Но со временем сама жизнь перестала ощущаться как мучительное испытание ее сил.
Гермиона чувствовала себя почти счастливой.
Было приятно не переживать все время. Почти как когда они вместе с Драко жили в больнице святого Мунго.
Правда, все это оказалось ложью.
Все, во что она верила, все, что помогало ей восстанавливаться от заточения, оказалось разрушено. А потом Драко забрали, а Гермиону оставили на осколках всего, что было для нее значимо.
Ее не отпускала мысль о том, что это повторится. Она замирала в ожидании, что все снова развалится.
Но со временем Гермиона поняла, что Драко не собирается уходить. Всем видом он показывал, что планирует остаться с ней навсегда. А значит, задача заставить его когда-то уйти жить своей жизнью целиком ложилась на ее плечи. Гермиона едва могла помыслить об этом.

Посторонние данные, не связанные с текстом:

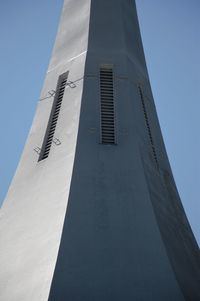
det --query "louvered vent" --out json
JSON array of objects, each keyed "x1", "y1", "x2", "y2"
[
  {"x1": 138, "y1": 86, "x2": 158, "y2": 166},
  {"x1": 100, "y1": 67, "x2": 116, "y2": 144},
  {"x1": 39, "y1": 73, "x2": 68, "y2": 161}
]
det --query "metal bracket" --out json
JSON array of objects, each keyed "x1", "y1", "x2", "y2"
[
  {"x1": 33, "y1": 146, "x2": 41, "y2": 155},
  {"x1": 52, "y1": 138, "x2": 61, "y2": 145},
  {"x1": 40, "y1": 89, "x2": 56, "y2": 101}
]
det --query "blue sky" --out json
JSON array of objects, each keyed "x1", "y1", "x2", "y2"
[{"x1": 0, "y1": 0, "x2": 200, "y2": 244}]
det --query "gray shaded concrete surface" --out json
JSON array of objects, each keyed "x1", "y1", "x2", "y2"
[{"x1": 0, "y1": 0, "x2": 200, "y2": 301}]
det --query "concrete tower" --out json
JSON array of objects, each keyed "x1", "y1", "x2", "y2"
[{"x1": 0, "y1": 0, "x2": 200, "y2": 301}]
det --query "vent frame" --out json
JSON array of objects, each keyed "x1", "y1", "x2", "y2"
[
  {"x1": 138, "y1": 85, "x2": 159, "y2": 168},
  {"x1": 99, "y1": 64, "x2": 117, "y2": 145},
  {"x1": 38, "y1": 71, "x2": 69, "y2": 162}
]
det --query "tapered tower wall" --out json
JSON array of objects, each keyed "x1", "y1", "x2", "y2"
[{"x1": 0, "y1": 0, "x2": 200, "y2": 301}]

Он чувствовал себя должным ей. Виновным.
Она не хотела, чтобы он оставался с ней из-за таких чувств.
Она очень хотела, чтобы он был счастлив. Чтобы совесть не толкала его к ней. Чтобы он был рядом не потому, что расплачивался за прошлое. Она ненавидела тот факт, что причина была именно в этом.
И Гермиона попыталась отстраниться. Очертить границу между ними и увеличивать ее. Она больше не варила зелья. Она ела, пока готовила, поэтому не присоединялась к нему за приемами пищи. Она читала в своей комнате. Когда она приходила в себя рядом с ним на диване, Гермиона выдергивала руку из его ладони и молча уходила.

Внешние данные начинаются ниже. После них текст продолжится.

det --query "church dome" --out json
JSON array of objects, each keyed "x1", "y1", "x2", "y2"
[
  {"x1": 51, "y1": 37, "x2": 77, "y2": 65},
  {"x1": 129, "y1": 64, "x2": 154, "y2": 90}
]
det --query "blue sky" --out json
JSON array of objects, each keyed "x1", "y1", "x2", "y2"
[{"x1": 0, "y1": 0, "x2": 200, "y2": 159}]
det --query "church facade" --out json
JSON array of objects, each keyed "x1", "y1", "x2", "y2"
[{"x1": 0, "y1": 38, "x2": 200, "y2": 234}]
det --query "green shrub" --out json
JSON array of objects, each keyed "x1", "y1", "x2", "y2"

Не прошло и недели, как приступы снова стали ежедневными. Когда она дважды за утро пришла в себя на диване рядом с Драко, ее охватил ужас, и Гермиона сбежала из коттеджа.

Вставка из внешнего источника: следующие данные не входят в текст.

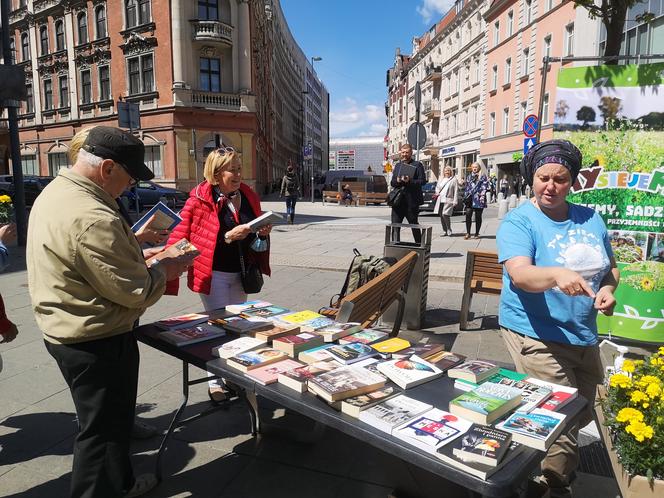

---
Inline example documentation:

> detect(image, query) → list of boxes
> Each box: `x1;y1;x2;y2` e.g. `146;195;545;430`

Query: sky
281;0;452;138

Она спустилась к пляжу и принялась со слезами в глазах швырять коряги на берегу обратно в океан. Волны волокли весь этот мусор обратно и оставляли у ее ног, еще более жалкий и потрепанный таким коротким бессмысленным путешествием.
Драко был пойман в ловушку. Гермиона являлась для него мучительной клеткой, из которой не было спасения. Она волокла его на дно вместе с собой, воруя малейший шанс на счастье.
Ей нечего было ему предложить. Она не могла освободиться от собственных пут, чтобы ему больше не пришлось спасать ее. Она даже не могла заставить его уйти. Ее сломленный разум был тюрьмой, в которую вина заперла его, и все попытки Гермионы разрушить ее стены лишь укрепили их.
Она не могла придумать ни единого выхода…
Несколько дней спустя Гермиона очнулась на диване рядом с Драко прямо на середине их спора с Гарри о квиддиче. Гарри был напряжен, хоть и старался говорить спокойно. Драко, напротив, казался совершенно расслабленным с закинутыми на журнальный столик ногами. Он пел хвалебные оды финту Вронского*. Его пальцы были переплетены с гермиониными, и он рассеянно рисовал на ее ладони круги.